June 3, 2019 at 6:37 am
(This post was last modified: June 3, 2019 at 8:16 am by Alan V.)
(June 1, 2019 at 6:26 am)Alan V Wrote: No, it is not "all stimulus response." You are completely overlooking motivated selective focus, the human ability to suppress reactions, and conflicting desires, not all of which can be followed at one time.
Vulcanlogician,
The problem with saying that all motivated selective focus is unconscious is that it isn't. Much of it is decidedly due to conscious efforts practicing behaviors for the future, even more is because of past conscious efforts which became habitual, and even more is because of consciousness overseeing and modifying, in real time, the playout of habitual behaviors. These contentions are in no way unusual in psychological studies of how humans actually work.
Are you a Freudian?
And you still haven't addressed the difference between reasoning to make decisions and direct material causation, which is the discrimination I assert the concept of free will maintains. Reasons are not the same thing as stimuli because of the level of abstraction involved. Reasons are generated in our brains as glosses of large categories of potential stimuli. We therefore don't even have to be paying attention to the world at all to act on reasons.

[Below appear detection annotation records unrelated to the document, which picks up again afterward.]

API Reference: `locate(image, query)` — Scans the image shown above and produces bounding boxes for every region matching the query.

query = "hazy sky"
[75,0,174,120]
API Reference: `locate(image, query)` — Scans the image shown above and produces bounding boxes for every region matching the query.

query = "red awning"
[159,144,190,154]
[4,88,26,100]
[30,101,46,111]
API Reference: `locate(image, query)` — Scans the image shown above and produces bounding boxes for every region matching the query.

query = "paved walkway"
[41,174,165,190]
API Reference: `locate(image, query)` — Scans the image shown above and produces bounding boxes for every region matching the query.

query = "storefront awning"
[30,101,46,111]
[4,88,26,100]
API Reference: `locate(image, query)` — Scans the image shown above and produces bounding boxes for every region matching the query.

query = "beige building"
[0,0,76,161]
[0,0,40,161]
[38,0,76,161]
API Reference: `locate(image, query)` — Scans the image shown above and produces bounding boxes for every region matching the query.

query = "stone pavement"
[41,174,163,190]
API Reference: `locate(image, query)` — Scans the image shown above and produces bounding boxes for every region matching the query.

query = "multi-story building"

I would think a philosopher would be very concerned to maintain the discrimination between automatic behaviors and reasoned ones. Otherwise you undercut your own endeavors.
My whole point with mentioning conflicting desires and suppressing reactions is that they raise the execution of actions to the level of reasoning. Otherwise we could simply let our habits play out with minimal supervision.
You are defining the human self as a foreign object imposed on us from without. Where exactly are we in that view of the world? If I am indeed a material object, as I maintain, then I have at least as much causal effectiveness as any other material object in the world, and really much more since I have a much wider range of options than, say, a rock.
As far as I am concerned, you continue to beg the question of whether reductionism is true. What I am saying is that you need much better reasons to abandon a common-sense, observation-based concept of free will than you apparently have. I personally think the "appearances" of our direct observations carry much more weight, at least until scientific research into this subject has progressed a lot further.